Quick Start Guide: API Manager Governance

This guide provides a step-by-step overview of how to set up and apply governance policies in the API Manager.

Prerequisites

Before configuring API governance, ensure that:
- The API Manager is installed and running.
- You have the necessary permissions to configure governance policies.
- APIs are registered in the API Manager.

Step 1: Understanding API Governance

API governance helps maintain security, compliance, and consistency across APIs. It involves:
- Defining rulesets that establish governance policies.
- Creating policies that apply these rulesets to APIs.
- Using labels to categorize APIs for policy enforcement.

Step 2: Creating a Ruleset

A ruleset is a collection of rules that define governance policies.

  1. Log in to Admin portal
  2. Navigate to Governance > Ruleset Catalog in the API Manager.
  3. Click Create Ruleset and provide:
  4. Name: A unique identifier for the ruleset.
  5. Description (optional): Additional details about the ruleset.
  6. Validation Type: Choose from API Definition, API Metadata, or API Documentation.
  7. Artifact Type: Choose from REST API or Async API
  8. Add specific rules related to security, compliance, and performance.
  9. Save and activate the ruleset.

Step 3: Defining a Policy

A policy is a high-level grouping of rulesets that apply governance policies to APIs.

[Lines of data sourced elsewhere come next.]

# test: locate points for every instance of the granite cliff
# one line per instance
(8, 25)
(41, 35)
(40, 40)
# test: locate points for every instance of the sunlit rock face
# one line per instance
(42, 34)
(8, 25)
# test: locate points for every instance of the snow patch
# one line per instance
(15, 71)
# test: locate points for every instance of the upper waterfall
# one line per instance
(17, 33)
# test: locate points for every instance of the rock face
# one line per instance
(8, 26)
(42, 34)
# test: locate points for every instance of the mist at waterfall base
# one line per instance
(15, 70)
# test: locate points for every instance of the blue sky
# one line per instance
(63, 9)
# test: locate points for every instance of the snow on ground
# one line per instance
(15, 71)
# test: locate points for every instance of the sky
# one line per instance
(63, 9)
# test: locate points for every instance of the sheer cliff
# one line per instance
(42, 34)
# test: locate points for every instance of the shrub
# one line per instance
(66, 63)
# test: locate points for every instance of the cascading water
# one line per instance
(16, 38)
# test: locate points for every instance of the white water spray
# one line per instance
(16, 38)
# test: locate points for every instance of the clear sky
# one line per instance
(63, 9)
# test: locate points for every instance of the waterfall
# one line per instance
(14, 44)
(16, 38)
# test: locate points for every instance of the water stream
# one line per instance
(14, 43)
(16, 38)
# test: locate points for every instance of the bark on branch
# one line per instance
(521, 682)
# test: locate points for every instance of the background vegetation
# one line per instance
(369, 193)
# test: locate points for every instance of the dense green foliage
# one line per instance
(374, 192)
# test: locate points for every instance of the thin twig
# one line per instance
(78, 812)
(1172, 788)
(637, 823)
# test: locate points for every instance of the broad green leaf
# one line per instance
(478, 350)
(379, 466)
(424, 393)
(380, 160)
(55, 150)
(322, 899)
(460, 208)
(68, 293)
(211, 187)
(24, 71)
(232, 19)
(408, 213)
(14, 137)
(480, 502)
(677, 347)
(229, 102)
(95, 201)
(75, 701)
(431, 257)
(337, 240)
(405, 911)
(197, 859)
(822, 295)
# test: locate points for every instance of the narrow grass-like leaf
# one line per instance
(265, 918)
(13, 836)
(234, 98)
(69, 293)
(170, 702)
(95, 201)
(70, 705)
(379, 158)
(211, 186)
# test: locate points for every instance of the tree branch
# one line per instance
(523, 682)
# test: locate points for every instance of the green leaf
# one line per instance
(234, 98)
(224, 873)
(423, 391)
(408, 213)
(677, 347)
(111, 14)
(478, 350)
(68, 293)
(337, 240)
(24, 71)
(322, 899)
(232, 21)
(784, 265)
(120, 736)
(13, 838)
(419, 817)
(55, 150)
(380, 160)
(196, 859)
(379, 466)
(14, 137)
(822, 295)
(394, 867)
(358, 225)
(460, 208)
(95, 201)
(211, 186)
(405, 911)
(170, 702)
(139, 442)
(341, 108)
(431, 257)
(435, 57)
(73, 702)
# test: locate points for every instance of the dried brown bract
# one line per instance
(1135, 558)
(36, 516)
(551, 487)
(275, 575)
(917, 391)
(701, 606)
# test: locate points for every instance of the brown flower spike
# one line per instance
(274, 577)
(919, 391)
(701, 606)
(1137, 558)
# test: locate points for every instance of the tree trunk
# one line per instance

  1. Navigate to Governance > Policies.
  2. Click Create Policy and enter:
  3. Name and Description.
  4. Rulesets to be enforced.
  5. Enforcement Criteria:
    • API State (e.g., Create, Update, Publish, Deploy).
    • Rule Violation Level (Error, Warn, Info).
    • Rule Violation Action (Block or Notify).
  6. Save the policy.

Step 4: Applying Policies Using Labels

A label groups APIs based on type or purpose, enabling automated policy enforcement.

  1. Navigate to Governance > Labels.
  2. Click Create Label and enter:
  3. Name and Description.
  4. Associated Policies to be applied.
  5. Save the label.
  6. Assign the label to relevant APIs in the API Manager.

Step 5: Monitoring Governance Compliance

To track policy enforcement and compliance:

  1. Navigate to Governance > Dashboards.
  2. Review violations, warnings, and enforcement actions.
  3. Adjust rulesets, policies, or labels as needed to improve compliance.

Next Steps

  • Explore advanced governance configurations.
  • Automate governance checks using API Manager’s CI/CD pipelines.
  • Integrate API governance with security and analytics tools.

This guide provides a foundational setup for API governance. For detailed configurations, refer to the API Manager Governance Documentation.